The main event of the lunch was the prize giving for the best limerick. Everyone who contributed to the fresco was invited weeks ago to submit a limerick. The winners did well with references to the pigsty. Mine didn’t score very highly in such erudite literary company. It referred to the last time we came to a similar party, 10 years ago, when Martin and Tessa, having been together for 20-30 years, announced that they had just got married. Here it is – you need to know that Deruta is a nearby village:

When we were last in Deruta

Our Martin turned out as a suitor

Who had he found?

With such talent around!

Why! No one but Tessa was cuter.

Martin has said that we’ll all get copies of the winning entries.

A final word about the weather. We made our way down to the “Country House” for lunch in slightly overcast but pleasant conditions. As soon as we had sat down to eat – indoors, happily - the heavens opened and delivered the kind of storm that only Mediterranean climates can. It was all over by the time we started to wend our way back up the hill. How kind of the Almighty to delay it by 24 hours.

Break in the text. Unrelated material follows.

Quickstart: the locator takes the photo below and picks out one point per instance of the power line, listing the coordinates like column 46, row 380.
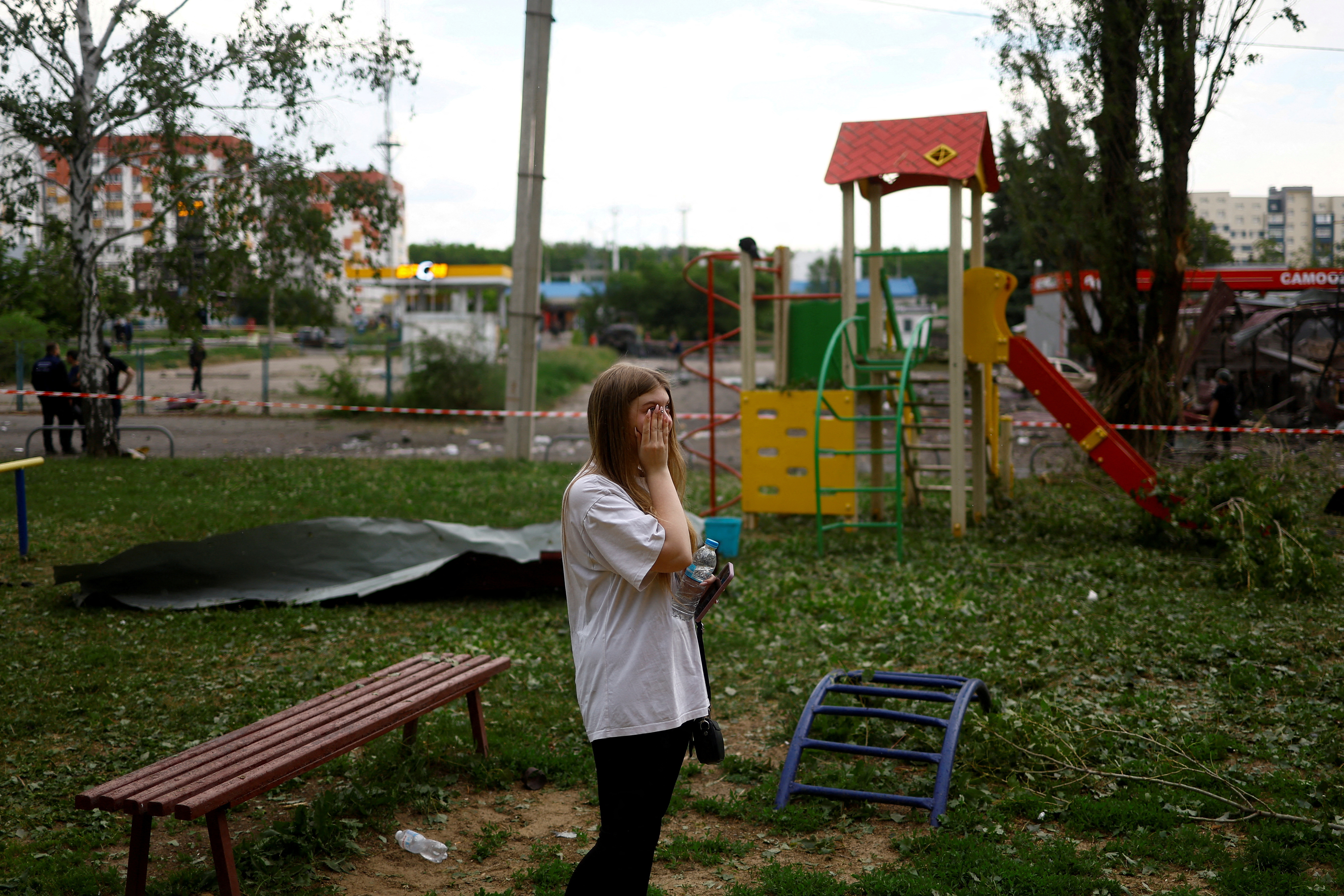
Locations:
column 986, row 15
column 951, row 13
column 1290, row 46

And a final word about the pigsty. Tessa gave us a little tour before we left. It looks as though it will be even nicer than the existing house – with a terrace and big windows looking out on the magnificent view over the Umbrian hills. We saw the builders building an internal wall with special, environmentally friendly and sustainable bricks, made (believe it or not) of cannabis or Indian hemp, a name which makes slightly more sense in the context of building material. All the walls have this material inside – to provide insulation. The plants are grown, according to the builder, in the north of Italy – not Colombia or Afghanistan.